NVIDIA H200 Price: Next-Gen GPU Cloud Costs (2026)

H200 Price Overview
Cloud Provider Pricing
When H200 Makes Sense vs H100
H200 Specifications and Architecture
H200 vs H100 Performance
H200 vs H100 Pricing
Form Factor Variants
Spot vs On-Demand Pricing
Single GPU vs Multi-GPU Clusters
Monthly and Annual Costs
Cost Per Gigabyte
Use Case Cost Estimates
H200 Availability
Total Cost of Ownership
Nvidia H200 Price: Pricing Outlook Through 2026
FAQ
Related Resources
Sources

H200 Price Overview

NVIDIA H200 cloud pricing ranges from $3.59 per GPU-hour on RunPod to $50.44 per GPU-hour on CoreWeave for 8-GPU clusters, as of March 2026. The massive price range reflects different deployment models: single-GPU rentals versus multi-GPU production clusters with NVLink interconnect and managed infrastructure.

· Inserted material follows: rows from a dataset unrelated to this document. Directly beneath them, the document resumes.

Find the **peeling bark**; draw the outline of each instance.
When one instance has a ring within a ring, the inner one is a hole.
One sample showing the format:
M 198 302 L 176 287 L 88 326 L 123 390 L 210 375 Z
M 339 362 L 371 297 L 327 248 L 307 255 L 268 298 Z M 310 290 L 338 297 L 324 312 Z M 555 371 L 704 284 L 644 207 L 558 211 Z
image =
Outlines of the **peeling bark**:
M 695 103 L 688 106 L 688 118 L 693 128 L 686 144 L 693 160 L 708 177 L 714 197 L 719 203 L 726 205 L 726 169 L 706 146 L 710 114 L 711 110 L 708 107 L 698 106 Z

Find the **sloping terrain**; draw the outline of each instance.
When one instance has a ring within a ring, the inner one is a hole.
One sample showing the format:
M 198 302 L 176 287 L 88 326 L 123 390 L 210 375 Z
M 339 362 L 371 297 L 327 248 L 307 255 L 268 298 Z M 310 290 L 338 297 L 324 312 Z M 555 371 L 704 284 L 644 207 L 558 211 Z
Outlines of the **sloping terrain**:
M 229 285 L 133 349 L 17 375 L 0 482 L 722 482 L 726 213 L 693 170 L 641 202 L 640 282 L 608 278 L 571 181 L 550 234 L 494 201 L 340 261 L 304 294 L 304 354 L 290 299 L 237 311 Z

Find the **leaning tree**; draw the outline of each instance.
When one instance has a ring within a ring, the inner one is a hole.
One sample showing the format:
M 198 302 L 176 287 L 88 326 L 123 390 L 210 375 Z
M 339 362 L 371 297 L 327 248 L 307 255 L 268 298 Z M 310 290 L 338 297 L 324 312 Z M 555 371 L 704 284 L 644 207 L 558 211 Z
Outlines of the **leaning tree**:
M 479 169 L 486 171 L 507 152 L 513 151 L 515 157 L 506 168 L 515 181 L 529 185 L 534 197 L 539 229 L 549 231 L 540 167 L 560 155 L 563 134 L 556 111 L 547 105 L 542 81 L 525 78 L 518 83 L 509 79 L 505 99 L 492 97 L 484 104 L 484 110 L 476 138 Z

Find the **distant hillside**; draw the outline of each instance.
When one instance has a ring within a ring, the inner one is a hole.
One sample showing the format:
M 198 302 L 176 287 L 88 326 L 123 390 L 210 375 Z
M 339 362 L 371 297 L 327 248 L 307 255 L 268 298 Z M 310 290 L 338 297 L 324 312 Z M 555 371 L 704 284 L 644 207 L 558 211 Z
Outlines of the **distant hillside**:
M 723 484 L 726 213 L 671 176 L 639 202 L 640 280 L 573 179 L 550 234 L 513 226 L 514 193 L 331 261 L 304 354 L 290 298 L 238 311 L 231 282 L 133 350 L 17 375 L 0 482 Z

The H200 carries 141GB HBM3e memory with 4.8 TB/s bandwidth. For teams that hit the 80GB ceiling on the H100, the H200 doubles capacity without proportional cost increases. That makes it cost-effective for inference workloads and fine-tuning that previously required model parallelism across multiple GPUs. For detailed specifications and comparisons with other GPUs, see the GPU specifications guide.

Cloud Provider Pricing

Deployment	Provider	$/GPU-hr	Total VRAM	Form Factor
Single GPU	RunPod H200	$3.59	141GB	1x
Single GPU	Lambda GH200	$1.99	141GB	1x
8-GPU Cluster	CoreWeave H200	$50.44	1,128GB	8x

The Lambda GH200 at $1.99/hr is technically a different chip (NVIDIA's Grace Hopper CPU-GPU combo), but it occupies the same market slot for inference. The H200 offers 141GB vs GH200's 141GB HBM3e, with H200 at 4.8 TB/s vs GH200's ~4.0 TB/s GPU-side bandwidth (GH200 also benefits from its Grace CPU's large LPDDR5X memory pool). However, GH200 availability is limited, and workload optimization for Grace CPU cores is a learning curve.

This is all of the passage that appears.